Эта мысль пронзила мой дух, подобно удару молнии, и я снова увидела, действительно увидела, с открытыми глазами, но без чёткого местоположения, тот странный циферблат из моего сна, каким он был в момент совершения Мишей его невыразимо плохого поступка.

«Возьми бумагу и цветные карандаши.» — сказал голос внутри меня.

Я подошла к своему письменному столу, взяла большой кусок белого картона и положила рядом, чтобы было легко достать, набор карандашей — красный, синий, жёлтый, белый и чёрный.

Я продолжала стоять.

«Нарисуй ровный круг,» — приказал мне голос.

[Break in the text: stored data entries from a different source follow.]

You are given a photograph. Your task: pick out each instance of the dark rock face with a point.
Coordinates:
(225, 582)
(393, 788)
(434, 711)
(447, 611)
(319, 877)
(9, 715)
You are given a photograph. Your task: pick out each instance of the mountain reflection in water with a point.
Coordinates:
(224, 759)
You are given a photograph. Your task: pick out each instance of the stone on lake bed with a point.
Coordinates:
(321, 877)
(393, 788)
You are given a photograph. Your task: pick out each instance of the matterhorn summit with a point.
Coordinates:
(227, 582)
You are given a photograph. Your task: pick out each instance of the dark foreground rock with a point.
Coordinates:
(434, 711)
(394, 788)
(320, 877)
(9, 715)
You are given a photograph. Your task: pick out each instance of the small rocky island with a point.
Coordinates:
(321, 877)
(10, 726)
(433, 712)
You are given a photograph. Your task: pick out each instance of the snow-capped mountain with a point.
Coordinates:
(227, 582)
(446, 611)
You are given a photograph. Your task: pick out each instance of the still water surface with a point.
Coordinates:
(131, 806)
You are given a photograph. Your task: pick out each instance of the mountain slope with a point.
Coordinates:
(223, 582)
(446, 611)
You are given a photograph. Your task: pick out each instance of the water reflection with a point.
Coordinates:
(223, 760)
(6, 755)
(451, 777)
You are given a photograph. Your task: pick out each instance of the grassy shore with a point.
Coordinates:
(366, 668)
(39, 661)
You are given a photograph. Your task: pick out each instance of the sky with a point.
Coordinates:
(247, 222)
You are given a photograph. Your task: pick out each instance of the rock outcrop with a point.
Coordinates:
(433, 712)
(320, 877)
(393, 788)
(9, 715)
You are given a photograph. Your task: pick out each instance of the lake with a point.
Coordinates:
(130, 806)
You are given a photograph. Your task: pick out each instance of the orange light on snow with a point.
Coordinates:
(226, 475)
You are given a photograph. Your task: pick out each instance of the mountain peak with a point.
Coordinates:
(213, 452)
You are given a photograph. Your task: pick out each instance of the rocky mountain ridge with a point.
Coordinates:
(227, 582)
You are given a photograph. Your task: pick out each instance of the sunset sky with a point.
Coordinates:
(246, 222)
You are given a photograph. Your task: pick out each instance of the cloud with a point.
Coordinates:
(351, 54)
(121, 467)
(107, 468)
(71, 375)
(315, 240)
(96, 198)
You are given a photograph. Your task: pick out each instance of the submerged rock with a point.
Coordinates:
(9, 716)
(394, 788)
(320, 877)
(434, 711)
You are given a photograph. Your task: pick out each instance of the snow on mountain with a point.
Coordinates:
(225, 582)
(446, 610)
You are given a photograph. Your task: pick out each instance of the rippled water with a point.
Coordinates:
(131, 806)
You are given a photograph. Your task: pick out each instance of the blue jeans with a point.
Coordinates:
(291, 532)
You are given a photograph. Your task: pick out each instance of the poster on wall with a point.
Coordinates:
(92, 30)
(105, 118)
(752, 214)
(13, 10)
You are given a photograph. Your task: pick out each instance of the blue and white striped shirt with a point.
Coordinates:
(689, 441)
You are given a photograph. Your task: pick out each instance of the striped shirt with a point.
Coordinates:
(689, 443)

Я никогда не делала особых успехов в рисовании, но круг, который я нарисовала тогда от руки, действительно был почти ровным. Между крайней восточной и крайней северной точками линия чуть задрожала, но голос сказал мне: «Ничего не исправляй… А теперь расставь часовые деления.»

И я принялась за дело: «12» в северной точке, «1» слева от неё, затем, следуя в том же направлении и сохраняя равные промежутки: «2», «3», «4», «5», «6», «7», «8», «9», «10», «11».

«Нарисуй цифру «2» над «11».»

Я подчинилась.

Нарисуй «3» над «12», вне круга.»

Я сделала это.

«Помести «5» над «Г, тоже вне круга.»[47]

И это тоже было сделано.

«От новой цифры «2» к новой цифре «5» нарисуй кривую линию, параллельную окружности… Напиши заго-ловок:«Моё новое утверждение». На полях напиши: «Промежуточные часы в сумме составляют 54, или 9». Это символическое число ЭРЫ, с которой я борюсь, ибо она ОТНИМАЕТ У МЕНЯ ТЕЛО.»

Я старалась написать всё это лучшим почерком, на который была способна, в тот момент, когда услышала, уже не изнутри меня, но извне, сказанное, как будто тайком, предложение, наполнившее меня страхом:

«Мне нужны мужчина и женщина, чтобы возродиться от них.»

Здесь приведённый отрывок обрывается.